В семидесятые годы прошлого века в Москве на углу улицы Чаплыгина и Большого Харитоньевского переулка на первом этаже старого пятиэтажного дома жила хорошенькая, опрятная девочка с вьющимися светлыми волосами, темно-зелеными глазами и тонкими чертами лица, в которых ощущалось нечто не вполне славянское, но, может быть, южное. Ее гибкое тело было создано для движения, танца и игры, она любила кататься на качелях, прыгать через веревочку, играть в салочки и прятки, а весною и летом устраивать под кустами сирени клады: зарывать в землю цветы одуванчиков и мать-и-мачехи, а если цветов не было, то обертки от конфет, и накрывать их сверху бутылочным стеклышком, чтобы через много лет под ними выросло счастье. Так делали все ее подружки в старом московском дворе, от которых Лиза отличалась разве что чуть большей грациозностью и резвостью. Однако непохожего и даже загадочного и странного в судьбе ее было предостаточно. До семи с половиной лет она жила в полном неведении о вещах, которые были хорошо знакомы ее маленьким ровесникам. Она не знала, кто такой Володя Ульянов, кто такие октябрята, пионеры, космонавты, коммунисты и целинники, какой праздник отмечает страна Седьмого ноября и Первого мая, ни даже как эта страна называется. Не знала она и своих родителей.
Мама Лизы умерла, когда девочке не было года, папа проживал в другом городе и никогда свою дочь не видел, а воспитывали Лизу две пожилые и очень своеобразные женщины, которые приходились ей родной и двоюродной бабушками. Одну она звала бабой Шурой, другую – бабой Алей.
Старушки были сестрами, в этом доме они родились и выросли, но долгое время находились в вынужденном отъезде в Архангельской области, а после жили в городе Кашине. Вернулись они на угол Чаплыгина и Большого Харитоньевского порознь: сначала Аля, а десять или немногим больше лет спустя – Шура.
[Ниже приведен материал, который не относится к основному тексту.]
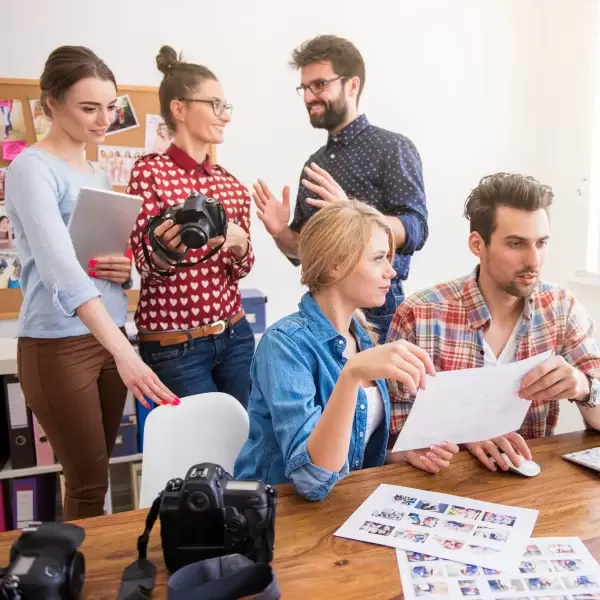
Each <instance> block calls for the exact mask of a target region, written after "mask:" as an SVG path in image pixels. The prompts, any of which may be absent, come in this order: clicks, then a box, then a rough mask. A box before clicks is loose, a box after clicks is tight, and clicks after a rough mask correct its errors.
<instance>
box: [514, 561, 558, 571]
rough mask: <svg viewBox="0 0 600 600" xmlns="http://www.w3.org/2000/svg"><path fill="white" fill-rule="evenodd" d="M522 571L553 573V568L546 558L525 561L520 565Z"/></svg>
mask: <svg viewBox="0 0 600 600" xmlns="http://www.w3.org/2000/svg"><path fill="white" fill-rule="evenodd" d="M519 571H521V573H552V568H551V567H550V565H549V564H548V562H547V561H545V560H538V561H523V562H522V563H521V564H520V565H519Z"/></svg>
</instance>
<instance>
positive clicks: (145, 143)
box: [144, 115, 175, 154]
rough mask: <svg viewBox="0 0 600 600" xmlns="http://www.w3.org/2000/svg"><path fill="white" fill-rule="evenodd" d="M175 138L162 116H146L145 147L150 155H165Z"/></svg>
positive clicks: (156, 115) (153, 115)
mask: <svg viewBox="0 0 600 600" xmlns="http://www.w3.org/2000/svg"><path fill="white" fill-rule="evenodd" d="M174 139H175V137H174V136H173V135H172V134H171V132H170V131H169V128H168V127H167V124H166V123H165V121H164V119H163V118H162V117H161V116H160V115H146V136H145V142H144V145H145V147H146V152H147V153H148V154H152V153H156V154H164V153H165V152H166V150H167V148H168V147H169V146H170V145H171V144H172V142H173V141H174Z"/></svg>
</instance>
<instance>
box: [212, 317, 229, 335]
mask: <svg viewBox="0 0 600 600" xmlns="http://www.w3.org/2000/svg"><path fill="white" fill-rule="evenodd" d="M215 325H220V326H221V330H220V331H216V332H214V333H213V335H220V334H221V333H223V332H224V331H225V329H227V321H225V320H223V319H219V320H218V321H215V322H214V323H211V324H210V325H209V327H214V326H215Z"/></svg>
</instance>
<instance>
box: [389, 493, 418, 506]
mask: <svg viewBox="0 0 600 600" xmlns="http://www.w3.org/2000/svg"><path fill="white" fill-rule="evenodd" d="M394 502H399V503H400V504H402V505H403V506H412V505H413V504H416V503H417V498H411V497H410V496H403V495H402V494H396V495H395V496H394Z"/></svg>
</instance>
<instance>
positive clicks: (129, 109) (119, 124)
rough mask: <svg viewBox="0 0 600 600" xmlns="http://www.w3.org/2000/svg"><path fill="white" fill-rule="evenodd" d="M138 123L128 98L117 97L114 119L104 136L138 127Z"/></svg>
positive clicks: (138, 125) (126, 97)
mask: <svg viewBox="0 0 600 600" xmlns="http://www.w3.org/2000/svg"><path fill="white" fill-rule="evenodd" d="M139 126H140V124H139V121H138V119H137V116H136V114H135V110H134V108H133V103H132V102H131V98H130V97H129V96H119V97H118V98H117V108H116V110H115V118H114V120H113V122H112V123H111V124H110V126H109V128H108V131H107V132H106V135H112V134H114V133H121V132H122V131H127V130H128V129H134V128H135V127H139Z"/></svg>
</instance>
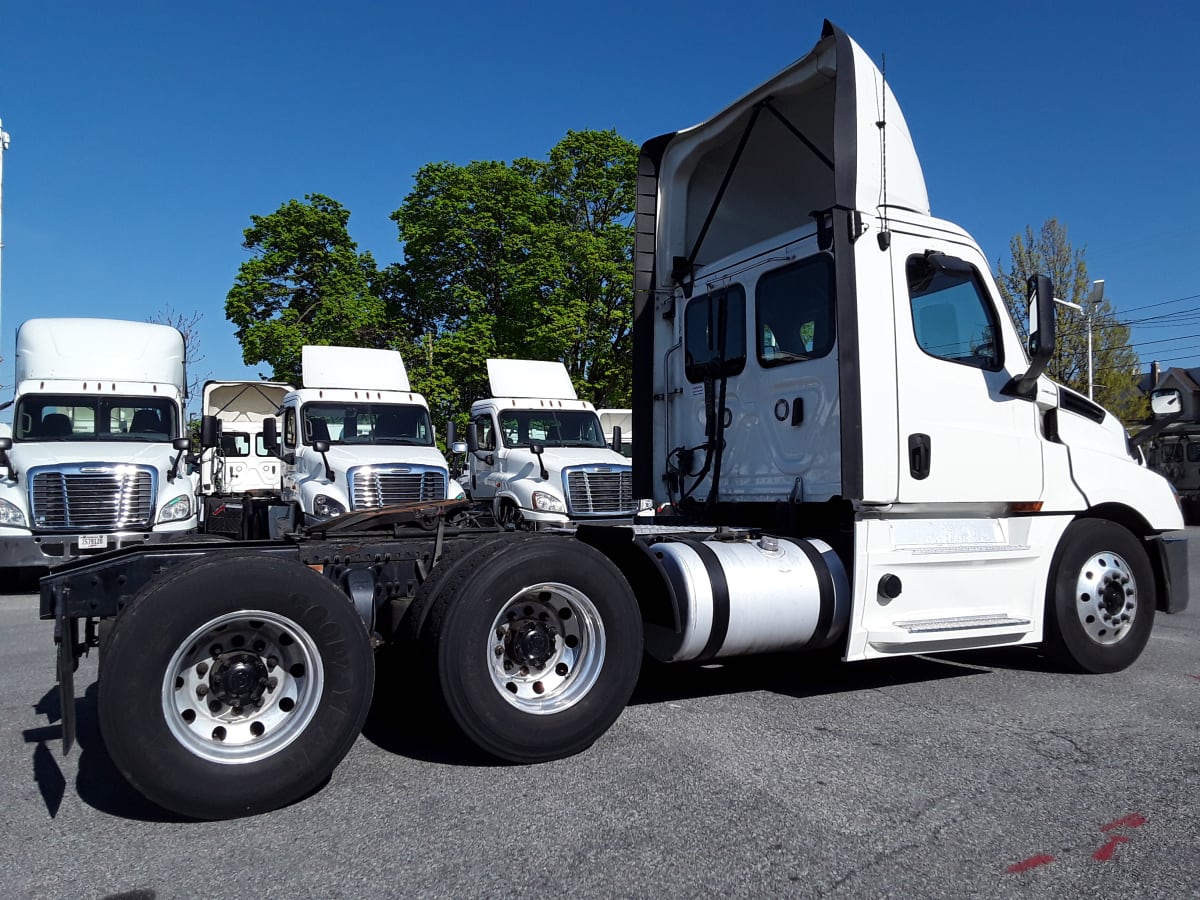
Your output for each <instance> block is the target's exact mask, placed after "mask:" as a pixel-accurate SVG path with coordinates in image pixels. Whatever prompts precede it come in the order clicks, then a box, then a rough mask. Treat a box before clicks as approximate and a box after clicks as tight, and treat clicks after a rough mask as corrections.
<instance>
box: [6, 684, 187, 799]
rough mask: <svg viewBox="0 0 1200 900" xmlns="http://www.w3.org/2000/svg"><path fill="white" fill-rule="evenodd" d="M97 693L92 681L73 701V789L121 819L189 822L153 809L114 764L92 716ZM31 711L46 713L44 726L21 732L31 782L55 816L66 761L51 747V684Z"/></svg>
mask: <svg viewBox="0 0 1200 900" xmlns="http://www.w3.org/2000/svg"><path fill="white" fill-rule="evenodd" d="M96 689H97V685H96V683H95V682H92V683H91V684H90V685H89V686H88V689H86V691H85V692H84V695H83V696H82V697H76V746H74V748H73V749H72V751H71V752H72V754H78V758H79V770H78V774H77V775H76V791H77V793H78V794H79V799H80V800H83V802H84V803H86V804H88V805H89V806H92V808H94V809H97V810H100V811H101V812H107V814H109V815H113V816H120V817H121V818H133V820H139V821H143V822H190V821H192V820H190V818H187V817H186V816H179V815H176V814H174V812H169V811H168V810H164V809H162V808H161V806H157V805H155V804H154V803H151V802H150V800H148V799H146V798H145V797H143V796H142V794H140V793H138V792H137V791H136V790H133V787H131V786H130V784H128V782H127V781H126V780H125V778H124V776H122V775H121V773H120V772H118V769H116V767H115V766H114V764H113V761H112V758H110V757H109V755H108V751H107V750H106V749H104V742H103V738H102V737H101V734H100V720H98V719H97V715H96V708H97V707H96ZM34 709H35V712H37V713H38V714H40V715H44V716H46V720H47V722H48V725H44V726H42V727H37V728H29V730H26V731H25V732H24V738H25V743H26V744H34V745H35V746H34V761H32V762H34V780H35V782H36V784H37V787H38V790H40V791H41V793H42V800H43V802H44V803H46V810H47V812H48V814H49V816H50V818H54V817H55V816H58V812H59V808H60V806H61V804H62V797H64V793H65V791H66V776H65V775H64V774H62V767H61V764H60V761H61V760H62V758H64V757H62V755H61V752H60V751H59V749H58V748H56V746H54V744H56V743H58V742H61V740H62V725H61V722H62V708H61V706H60V702H59V689H58V686H56V685H55V686H54V688H52V689H50V690H48V691H47V692H46V694H44V695H43V696H42V698H41V700H40V701H38V702H37V703H36V704H35V707H34Z"/></svg>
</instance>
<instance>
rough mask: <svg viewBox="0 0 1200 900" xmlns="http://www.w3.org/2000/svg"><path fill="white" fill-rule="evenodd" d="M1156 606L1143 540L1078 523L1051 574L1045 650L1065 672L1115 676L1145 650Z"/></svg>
mask: <svg viewBox="0 0 1200 900" xmlns="http://www.w3.org/2000/svg"><path fill="white" fill-rule="evenodd" d="M1154 606H1156V589H1154V572H1153V569H1152V568H1151V565H1150V558H1148V556H1147V554H1146V550H1145V547H1144V546H1142V542H1141V541H1140V540H1139V539H1138V538H1135V536H1134V535H1133V534H1132V533H1130V532H1129V530H1127V529H1126V528H1123V527H1121V526H1118V524H1116V523H1115V522H1109V521H1105V520H1100V518H1080V520H1076V521H1075V522H1072V523H1070V526H1068V528H1067V530H1066V533H1064V534H1063V536H1062V540H1061V541H1060V542H1058V548H1057V551H1056V552H1055V558H1054V563H1052V564H1051V568H1050V583H1049V586H1048V589H1046V607H1045V611H1046V614H1045V642H1044V644H1043V649H1044V650H1045V652H1046V654H1048V655H1049V656H1050V658H1051V659H1054V660H1055V661H1056V662H1057V664H1058V665H1060V666H1062V667H1063V668H1064V670H1067V671H1072V672H1082V673H1090V674H1103V673H1108V672H1120V671H1121V670H1123V668H1128V667H1129V666H1130V665H1133V662H1134V661H1135V660H1136V659H1138V656H1140V655H1141V652H1142V650H1144V649H1145V648H1146V643H1147V642H1148V641H1150V632H1151V629H1152V628H1153V625H1154Z"/></svg>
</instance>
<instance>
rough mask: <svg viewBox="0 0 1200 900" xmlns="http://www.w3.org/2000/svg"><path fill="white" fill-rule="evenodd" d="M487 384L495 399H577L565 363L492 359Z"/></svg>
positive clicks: (487, 380) (568, 373)
mask: <svg viewBox="0 0 1200 900" xmlns="http://www.w3.org/2000/svg"><path fill="white" fill-rule="evenodd" d="M487 383H488V385H490V386H491V389H492V396H493V397H521V398H526V400H528V398H538V400H578V395H577V394H576V392H575V385H574V384H571V376H570V374H569V373H568V371H566V366H564V365H563V364H562V362H545V361H542V360H533V359H490V360H487Z"/></svg>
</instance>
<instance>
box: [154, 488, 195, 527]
mask: <svg viewBox="0 0 1200 900" xmlns="http://www.w3.org/2000/svg"><path fill="white" fill-rule="evenodd" d="M191 515H192V498H191V497H188V496H187V494H186V493H185V494H184V496H182V497H176V498H175V499H174V500H172V502H170V503H168V504H167V505H166V506H163V508H162V509H161V510H160V511H158V521H160V522H180V521H182V520H185V518H188V517H190V516H191Z"/></svg>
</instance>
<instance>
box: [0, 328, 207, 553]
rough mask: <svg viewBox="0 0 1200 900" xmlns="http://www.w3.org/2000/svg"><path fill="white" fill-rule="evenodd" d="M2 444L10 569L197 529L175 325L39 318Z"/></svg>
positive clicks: (24, 334)
mask: <svg viewBox="0 0 1200 900" xmlns="http://www.w3.org/2000/svg"><path fill="white" fill-rule="evenodd" d="M14 372H16V390H14V395H13V398H12V400H11V401H10V402H8V403H6V404H5V406H6V407H11V409H12V428H11V433H6V434H5V436H4V437H0V565H2V566H14V568H40V566H56V565H60V564H62V563H66V562H68V560H71V559H74V558H78V557H80V556H86V554H90V553H96V552H98V551H103V550H114V548H118V547H127V546H131V545H142V544H149V542H155V541H160V540H162V539H163V538H166V536H168V535H178V534H180V533H186V532H191V530H194V529H196V523H197V511H196V497H194V494H196V480H194V478H193V476H191V475H188V474H187V473H186V467H185V466H184V460H182V458H181V457H182V454H185V452H186V450H187V438H186V434H185V422H184V401H185V391H186V384H187V378H186V371H185V359H184V338H182V336H181V335H180V332H179V331H178V330H176V329H174V328H169V326H167V325H155V324H149V323H144V322H120V320H115V319H88V318H60V319H53V318H46V319H29V320H28V322H25V323H24V324H22V326H20V328H19V329H18V330H17V354H16V366H14Z"/></svg>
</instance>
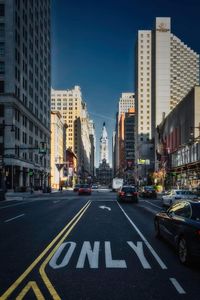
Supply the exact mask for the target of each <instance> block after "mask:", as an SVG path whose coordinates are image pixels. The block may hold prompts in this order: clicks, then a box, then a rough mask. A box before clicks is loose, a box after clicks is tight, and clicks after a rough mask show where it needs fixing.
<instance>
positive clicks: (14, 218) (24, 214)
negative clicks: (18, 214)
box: [4, 214, 25, 223]
mask: <svg viewBox="0 0 200 300" xmlns="http://www.w3.org/2000/svg"><path fill="white" fill-rule="evenodd" d="M24 215H25V214H21V215H19V216H16V217H14V218H12V219H8V220H6V221H4V223H7V222H10V221H12V220H15V219H18V218H21V217H23V216H24Z"/></svg>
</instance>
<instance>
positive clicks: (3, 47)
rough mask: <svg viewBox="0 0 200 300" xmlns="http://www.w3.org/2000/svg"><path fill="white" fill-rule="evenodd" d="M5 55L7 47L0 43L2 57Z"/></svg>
mask: <svg viewBox="0 0 200 300" xmlns="http://www.w3.org/2000/svg"><path fill="white" fill-rule="evenodd" d="M4 54H5V45H4V43H2V42H1V43H0V56H4Z"/></svg>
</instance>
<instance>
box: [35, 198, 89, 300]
mask: <svg viewBox="0 0 200 300" xmlns="http://www.w3.org/2000/svg"><path fill="white" fill-rule="evenodd" d="M90 204H91V203H89V204H88V206H87V207H86V208H85V209H84V211H83V212H82V213H81V214H80V216H79V217H78V218H77V219H76V221H75V222H74V223H73V224H72V226H71V227H70V228H69V229H68V231H67V232H66V233H65V235H64V236H63V237H62V239H61V240H60V241H59V243H58V244H57V245H56V246H55V248H54V249H53V250H52V252H51V253H50V254H49V255H48V256H47V258H46V259H45V261H44V262H43V263H42V265H41V267H40V274H41V277H42V279H43V281H44V283H45V285H46V287H47V289H48V290H49V292H50V294H51V296H52V297H53V299H54V300H61V298H60V296H59V295H58V293H57V292H56V290H55V288H54V287H53V285H52V284H51V282H50V280H49V278H48V277H47V275H46V273H45V267H46V265H47V264H48V262H49V261H50V259H51V258H52V256H53V255H54V254H55V252H56V251H57V250H58V248H59V247H60V245H61V244H62V243H63V241H64V240H65V239H66V237H67V236H68V235H69V233H70V232H71V231H72V229H73V228H74V227H75V225H76V224H77V223H78V222H79V220H80V219H81V217H82V216H83V214H84V213H85V212H86V210H87V209H88V207H89V206H90Z"/></svg>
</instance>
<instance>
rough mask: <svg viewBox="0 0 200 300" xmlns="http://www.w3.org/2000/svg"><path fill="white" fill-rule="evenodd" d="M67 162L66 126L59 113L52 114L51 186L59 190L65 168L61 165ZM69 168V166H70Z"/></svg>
mask: <svg viewBox="0 0 200 300" xmlns="http://www.w3.org/2000/svg"><path fill="white" fill-rule="evenodd" d="M63 161H66V124H65V123H64V122H63V120H62V116H61V114H60V113H59V112H58V111H52V112H51V186H52V187H53V188H59V187H60V186H61V180H62V178H63V175H64V174H63V173H64V172H63V171H64V168H62V169H61V170H59V165H60V164H61V163H62V162H63ZM68 167H69V166H68Z"/></svg>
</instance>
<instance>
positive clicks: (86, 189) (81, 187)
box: [78, 184, 92, 195]
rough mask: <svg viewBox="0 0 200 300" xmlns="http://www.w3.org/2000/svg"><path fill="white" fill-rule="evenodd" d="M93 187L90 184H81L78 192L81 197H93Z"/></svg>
mask: <svg viewBox="0 0 200 300" xmlns="http://www.w3.org/2000/svg"><path fill="white" fill-rule="evenodd" d="M91 192H92V190H91V187H90V186H89V184H81V185H80V187H79V190H78V194H79V195H91Z"/></svg>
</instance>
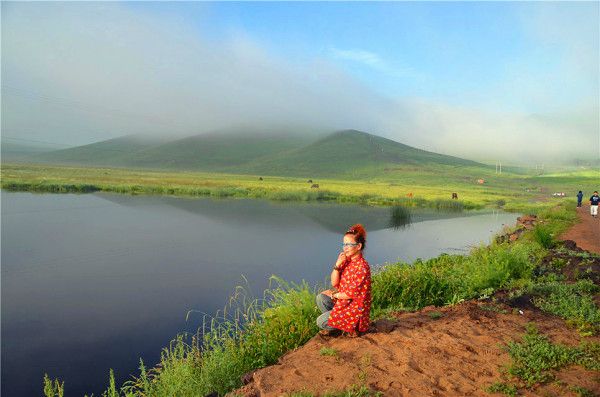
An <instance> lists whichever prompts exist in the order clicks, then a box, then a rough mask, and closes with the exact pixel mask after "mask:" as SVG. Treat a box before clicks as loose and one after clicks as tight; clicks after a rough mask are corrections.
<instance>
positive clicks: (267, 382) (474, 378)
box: [238, 302, 600, 397]
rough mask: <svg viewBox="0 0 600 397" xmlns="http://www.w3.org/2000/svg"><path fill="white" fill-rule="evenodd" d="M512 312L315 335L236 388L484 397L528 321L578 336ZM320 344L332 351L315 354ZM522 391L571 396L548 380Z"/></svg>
mask: <svg viewBox="0 0 600 397" xmlns="http://www.w3.org/2000/svg"><path fill="white" fill-rule="evenodd" d="M518 310H519V309H516V308H512V307H510V306H507V305H502V304H500V305H496V304H493V305H492V304H489V303H485V302H466V303H463V304H460V305H456V306H453V307H446V308H433V307H432V308H425V309H423V310H421V311H419V312H415V313H400V314H398V315H397V318H396V319H394V320H380V321H379V322H377V323H375V324H374V329H373V331H372V332H370V333H368V334H366V335H364V336H362V337H361V338H356V339H350V338H345V337H337V338H336V337H321V336H316V337H314V338H313V339H312V340H310V341H309V342H308V343H307V344H306V345H304V346H303V347H302V348H300V349H298V350H296V351H294V352H291V353H288V354H287V355H285V356H284V357H282V358H281V359H280V361H279V363H278V364H277V365H273V366H270V367H267V368H263V369H260V370H258V371H256V372H255V373H254V374H253V375H252V378H251V383H250V384H248V385H247V386H245V387H244V388H242V389H240V390H238V393H241V394H242V395H244V396H282V395H286V394H291V393H293V392H298V391H305V392H309V393H313V394H314V395H321V394H323V393H324V392H325V391H340V390H344V389H346V388H348V386H350V385H358V384H366V385H367V386H369V387H370V388H371V389H373V390H376V391H380V392H382V394H383V395H384V396H411V397H414V396H490V393H487V392H486V391H485V389H486V387H488V386H490V385H491V384H493V383H494V382H496V381H497V380H499V377H500V370H501V368H502V366H503V365H504V364H507V363H508V362H509V355H508V353H507V352H506V351H504V350H503V348H502V346H503V345H504V344H506V342H508V341H510V340H519V339H520V336H521V335H522V334H523V333H524V329H525V328H524V327H525V324H526V323H527V322H530V321H535V323H536V324H537V325H538V328H539V330H540V332H542V333H545V334H547V335H548V336H549V337H550V338H551V340H552V341H553V342H559V343H564V344H568V345H577V344H578V343H579V341H580V336H579V335H578V334H577V332H575V331H574V330H572V329H569V328H568V327H567V326H566V324H565V322H564V321H563V320H561V319H559V318H556V317H553V316H548V315H545V314H543V313H541V312H539V311H537V310H522V311H523V314H520V313H519V312H518ZM440 315H441V316H440ZM438 317H439V318H438ZM587 340H596V341H600V339H599V338H595V339H594V338H587ZM323 348H326V349H329V350H328V351H329V352H330V354H332V355H331V356H324V355H322V352H321V351H322V349H323ZM334 352H335V353H334ZM597 377H598V374H597V373H594V372H591V371H587V370H584V369H582V368H578V367H573V368H570V369H568V370H564V371H561V372H560V373H559V374H558V376H557V379H559V380H563V381H564V382H565V383H566V384H568V385H578V386H582V387H585V388H587V389H588V390H596V391H597V392H600V389H599V384H598V383H597V379H595V378H597ZM523 395H528V396H576V395H577V394H575V393H574V392H572V391H570V390H569V389H568V388H566V387H564V386H560V385H559V384H558V383H557V382H554V383H552V384H550V385H546V386H543V387H540V388H538V389H536V390H535V391H534V392H528V391H527V392H525V393H523Z"/></svg>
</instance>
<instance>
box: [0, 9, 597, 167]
mask: <svg viewBox="0 0 600 397" xmlns="http://www.w3.org/2000/svg"><path fill="white" fill-rule="evenodd" d="M336 51H338V52H337V54H338V56H339V57H340V58H345V59H348V60H353V61H356V62H362V63H364V64H366V65H370V66H371V67H376V68H380V69H381V70H386V68H388V69H392V70H396V71H397V72H398V73H408V72H410V70H408V71H402V68H400V69H393V68H390V67H389V65H388V64H387V63H386V62H385V61H384V60H382V59H381V58H380V57H379V56H378V55H377V54H374V53H370V52H367V51H360V50H354V51H344V50H336ZM398 70H399V71H398ZM2 79H3V81H2V85H3V89H2V115H3V117H2V132H3V135H6V136H9V135H10V136H14V135H15V134H18V135H21V136H22V137H24V138H29V139H39V140H43V141H54V142H72V143H74V144H84V143H88V142H90V141H92V140H101V139H108V138H113V137H117V136H121V135H125V134H129V133H161V134H190V135H191V134H197V133H201V132H205V131H209V130H213V129H217V128H223V127H227V126H229V125H232V124H255V125H261V124H278V125H286V124H290V125H304V126H312V127H319V128H321V129H331V130H335V129H342V128H356V129H361V130H364V131H368V132H372V133H375V134H380V135H384V136H388V137H390V138H393V139H396V140H398V141H400V142H405V143H407V144H413V145H416V146H419V147H423V148H426V149H430V150H437V151H440V152H443V153H447V154H456V155H461V156H465V157H469V158H478V159H482V158H486V157H493V158H495V157H500V156H502V157H505V158H511V159H517V160H523V161H527V160H528V159H529V158H533V157H537V158H544V157H547V156H555V155H558V154H562V155H567V154H568V155H570V154H582V155H587V156H595V155H597V154H598V150H599V149H598V139H597V136H598V129H599V128H598V125H597V120H598V110H597V107H596V108H594V107H593V106H590V105H589V104H588V105H587V106H583V107H575V106H574V107H573V109H577V111H570V110H569V108H565V111H564V113H565V114H564V115H563V116H561V117H560V120H557V118H556V116H552V117H550V116H543V115H542V116H537V117H531V116H528V115H521V114H515V113H502V114H500V113H497V112H493V111H489V110H488V111H486V112H483V111H479V110H476V109H466V108H457V107H453V106H451V105H449V104H444V103H436V102H431V101H426V100H419V99H407V98H404V99H397V100H391V99H389V98H385V97H382V96H381V95H379V94H377V93H375V92H374V91H372V90H370V89H369V88H367V87H366V86H365V85H363V84H361V83H360V82H358V81H357V80H356V79H353V78H351V77H350V76H349V75H348V74H346V73H344V72H343V71H342V70H340V69H339V68H338V67H336V66H335V65H334V64H333V63H331V62H329V61H327V60H325V59H315V60H313V61H312V62H308V63H306V64H290V63H288V62H287V61H286V60H284V59H280V58H278V57H276V56H274V55H273V54H271V53H269V52H268V51H266V50H265V49H264V47H263V46H261V45H260V43H258V42H256V41H255V40H253V39H252V38H251V37H248V36H245V35H243V34H237V35H235V36H233V37H231V39H230V40H227V41H222V42H218V43H217V42H215V41H212V40H209V39H207V38H206V37H204V36H203V35H202V33H201V31H200V30H199V29H198V28H197V27H196V26H193V25H191V24H186V23H185V21H181V20H179V19H174V18H170V17H169V18H166V17H162V18H160V19H159V18H158V17H156V16H152V15H148V14H140V13H139V12H137V13H134V12H133V11H132V10H131V9H129V8H127V7H126V6H124V5H122V4H119V3H104V4H98V3H19V4H15V3H10V4H8V5H7V3H3V4H2ZM582 109H583V110H582Z"/></svg>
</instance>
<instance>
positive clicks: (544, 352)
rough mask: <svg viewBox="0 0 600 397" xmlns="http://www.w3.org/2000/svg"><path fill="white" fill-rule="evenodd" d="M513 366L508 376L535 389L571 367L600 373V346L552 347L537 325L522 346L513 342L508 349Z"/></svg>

Аля и Шура были очень дружны в молодости, но теперь трудно было представить более противоположных и по облику, и по духу созданий. Кроткая, худенькая, похожая на цыпленка, в шапке пирожком и пальто с песцовым воротником зимой и в ситцевом платье с белым платочком на голове летом баба Аля принадлежала к той породе женщин, которые довольно рано блекнут, но после этого будто останавливаются в возрасте и приобретают едва ли не бессмертие – бодрость, легкость, подвижность, безунывность. Никогда она ни на что не жаловалась, не роптала, ни о ком не сказала худого слова, ни перед кем не возгордилась, редко болела, и уже много лет торопливой, шустрой, восторженной старушкой ее помнили и обитатели углового дома, и приветливые к старожилам продавщицы булочной и молочного магазина, и прихожане храма Архангела Гавриила, иначе именуемого Меншиковой башней.
Младшую сестру бабы Али бабу Шуру и соседи, и продавщицы видели гораздо реже, а в Меншиковой башне и вовсе не знали, хотя имя ее всегда упоминалось сразу после Лизиного в заказных записках, которые подавала за здравие ближних баба Аля. Баба Шура вела жизнь затворническую и из дома выходила в самых исключительных случаях, когда заканчивались папиросы «Беломорканал». С трудом опираясь на палку, шла она по улице, ни на кого не глядя и ни с кем не здороваясь, но студеный тяжелый взгляд ее при этом выражал такое ко всему презрение, что и двор, и улица замирали и со смешанным чувством боязни и любопытства смотрели косматой старухе вослед и долго недобро шептались. Бабе Але было неловко за сестру, но поделать с нею она ничего не могла. Она только никогда не ходила с Шурой через двор вместе, чтобы не видеть, как матери закрывают младенцев, опасаясь сглаза, малые дети испуганно плачут, а мальчишки постарше свистят, улюлюкают и кидают в сторону хромоножки снежки или куски земли.